Этого человека он видел раньше: через глазок. И знал, что человек – важный… возрастной. Не знал, правда, кто.
– Иван Иванович я. А Вы, значит, Владислав Семенович, оч-приятно. Внутрь-то пригласите?
– Владлен… Владлен Семенович я, а не Владислав. Вы точно ко мне? Не убрано у меня, – затосковал Владлен Семенович.
– Ничего, я невнимательно вокруг смотреть буду, – сказал гость и осторожненько оттеснил Владлена Семеновича в его же прихожую. – Чай, кофе есть – или принести?
– Все есть, – с гордостью нищего ответил Владлен Семенович. – Ну, что ж… – Оба как-то сами собой оказались на кухне. – Садитесь тогда, чего ж… в ногах, как говорится, правды нет.
– Да правды и нигде нет, – обобщил гость. И добавил: – Вы только не нервничайте, я к Вам с предложением. – Сел на стул, портфельчик кожаный, потертый, рядом с собой поставил.
Владлен Семенович даже чайник разогревать не стал. Бухнул два половника растворимого кофе в чашку, залил едва теплой водой.
– Пейте.
– Вместе с Вами. Одному неуютно.
– У меня с утра осталось.
Владлен Семенович схватил недопитую чашку кофе с подоконника и отхлебнул глоток.
– Вы письмо нам ценное… – гм, во всех отношениях – прислали, спасибо.
Не вам, не вам! Не вам, а НИИ мозга, переулок Обуха, 5, ясно же на конверте написано было… – настоящему НИИ настоящего мозга! Да что ж у них теперь и почта-то как следует не работает… столько денег за ценное письмо, сволочи, берут, а доставляют не пойми кому.
– Прочитали мы Ваше письмо, Владлен Семенович. И на карту Вашу самодеятельную поглядели… смешная такая, трогательная!
Пристрелит сейчас. Пистолет из-за пазухи выхватит – и поминай как звали.
Гость отхлебнул кофе, поморщился: холодный.
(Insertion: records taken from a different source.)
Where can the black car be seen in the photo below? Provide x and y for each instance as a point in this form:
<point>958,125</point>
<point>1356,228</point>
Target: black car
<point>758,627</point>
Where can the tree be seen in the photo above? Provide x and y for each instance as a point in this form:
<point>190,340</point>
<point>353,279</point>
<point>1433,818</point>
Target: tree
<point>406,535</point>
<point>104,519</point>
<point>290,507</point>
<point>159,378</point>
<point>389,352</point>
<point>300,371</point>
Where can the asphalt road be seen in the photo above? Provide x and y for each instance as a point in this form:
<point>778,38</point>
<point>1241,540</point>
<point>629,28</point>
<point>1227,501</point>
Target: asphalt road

– И негостеприимный Вы… Кофием холодным поите. А я, как сказано, с предложением. Не подружиться ли нам – квартирами?
– У Вас никакая не квартира там, у Вас там черт знает что!
Хочет стрелять – пусть сразу и стреляет. Нечего мне зубы заговаривать.
– А вот и не черт знает что, – обиделся Иван Иванович, – институт у нас там секретный. Институт мозга – для краткости.
– Институт мозга не у вас, а в переулке Обуха, дом пять, – ярко блеснул Владлен Семенович. – И он там с одна тысяча девятьсот двадцать восьмого года. У Вас же – никакого не мозга институт, а четвертичного, тьфу ты, рельефа!
– Экий Вы, батенька… школьник начальных классов! Не разбираетесь в вопросе – так хоть бы у знающих людей поинтересовались. Институт четвертичного рельефа, а такого института, к Вашему сведению, здесь нету и никогда не было, – он нас просто прикрывает. Да и не только он – нас много чего прикрывает. В частности, Ваш Институт мозга на Обуха и другие институты мозга… уж чего-чего, а институтов мозга в Москве гораздо больше, чем один. Без прикрытия никак! Враги же кругом, милый мой! Враги и шпионы всех мастей. Вы и сами это знаете, правда ведь? – И вздохнул гость, сердечным таким вздохом, знакомым таким…
– Кругом враги, – с тоской откликнулся Владлен Семенович. И не хотел откликаться, да откликнулся.
– Ну, вот… а Вы – несмотря на то, что враги, – наш институт мозга на документе крестиком жирным помечаете, зачем?
– Затем, что вы на улице располагаетесь, которой на карте нету, вот зачем! – нагрубил Владлен Семенович.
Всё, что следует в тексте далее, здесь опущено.